This is a manuscript on Chinese botany entitled "Synonymie d'histoire naturelle Chinoise", produced by Joseph-Marie Callery in the 1840s and never published. In this manuscript Callery discusses numerous genera, species and varieties of native plants found in Macau and Canton, many of which were unknown in Europe at the time. After giving their Latin and Chinese names, he describes their physical characteristics, habitat, their industrial, medicinal and culinary uses, details his own experimtents, and considers the possibility of cultivating them in France.
The plants covered are as follows: Aleurites triloba; Trapa bicomis; Azaleas (both garden and wild varieties); Lonicera japonica; Illicium anisatum (referring to the export of aniseed and essence de Badiane to France); Hedysarum; Globularia; Euphoria litchi (i.e. lychee); Alpinia montana; Adiantum; Aerides odorata; Coconut; Musa paradisiaca (i.e. bananas; he refers to varieties found in the Malay Peninsula, the Philippines and North Africa); Nepeta; Chloranthus inconspicuus; Amaranthus polygamus; Aglaia odoratissima; and Eryobotria japonica.
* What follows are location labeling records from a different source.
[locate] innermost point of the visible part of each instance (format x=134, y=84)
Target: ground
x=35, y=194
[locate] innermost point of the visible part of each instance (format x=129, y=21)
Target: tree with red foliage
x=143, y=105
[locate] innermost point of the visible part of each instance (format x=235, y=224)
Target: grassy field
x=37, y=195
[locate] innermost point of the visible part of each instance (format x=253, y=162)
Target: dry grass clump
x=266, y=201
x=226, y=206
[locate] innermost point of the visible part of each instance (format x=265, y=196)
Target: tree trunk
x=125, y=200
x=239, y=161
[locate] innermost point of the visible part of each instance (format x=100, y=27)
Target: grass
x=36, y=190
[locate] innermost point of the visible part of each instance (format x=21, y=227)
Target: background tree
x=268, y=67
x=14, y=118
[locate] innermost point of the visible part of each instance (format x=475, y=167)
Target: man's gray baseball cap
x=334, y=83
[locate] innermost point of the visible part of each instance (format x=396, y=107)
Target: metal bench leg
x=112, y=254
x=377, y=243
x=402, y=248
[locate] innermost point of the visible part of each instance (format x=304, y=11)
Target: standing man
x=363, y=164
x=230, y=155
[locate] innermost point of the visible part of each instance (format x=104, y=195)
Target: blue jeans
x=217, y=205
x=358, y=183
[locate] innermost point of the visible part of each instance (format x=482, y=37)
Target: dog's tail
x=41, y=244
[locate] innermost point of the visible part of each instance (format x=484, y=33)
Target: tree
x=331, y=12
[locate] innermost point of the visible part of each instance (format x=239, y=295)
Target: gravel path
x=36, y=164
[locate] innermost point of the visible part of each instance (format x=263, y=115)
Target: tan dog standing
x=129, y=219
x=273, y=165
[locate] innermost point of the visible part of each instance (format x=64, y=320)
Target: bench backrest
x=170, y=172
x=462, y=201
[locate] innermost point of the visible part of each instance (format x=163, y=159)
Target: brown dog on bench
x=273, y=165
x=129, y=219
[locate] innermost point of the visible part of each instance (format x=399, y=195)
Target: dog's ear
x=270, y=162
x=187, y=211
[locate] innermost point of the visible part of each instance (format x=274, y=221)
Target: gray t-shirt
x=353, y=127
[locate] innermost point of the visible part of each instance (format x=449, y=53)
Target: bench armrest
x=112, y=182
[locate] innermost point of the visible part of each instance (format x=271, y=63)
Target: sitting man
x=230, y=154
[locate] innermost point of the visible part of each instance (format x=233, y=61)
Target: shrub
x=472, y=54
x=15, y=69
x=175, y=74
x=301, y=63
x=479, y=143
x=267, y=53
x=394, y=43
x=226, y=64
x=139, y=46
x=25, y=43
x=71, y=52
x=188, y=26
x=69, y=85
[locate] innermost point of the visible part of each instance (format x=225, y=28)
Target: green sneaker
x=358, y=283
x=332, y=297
Callery clearly intended to publish this manuscript: a pencil note to the upper cover directs it to the attention of M. Didot (of the famous publishing family, which published several of Callery's works), continuing "mon intention serait d'entrer, s'il était possible, en arrangement pour la publication de cet ouvrage" ("my intention would be to start, if possible, an arrangement for the publication of this work").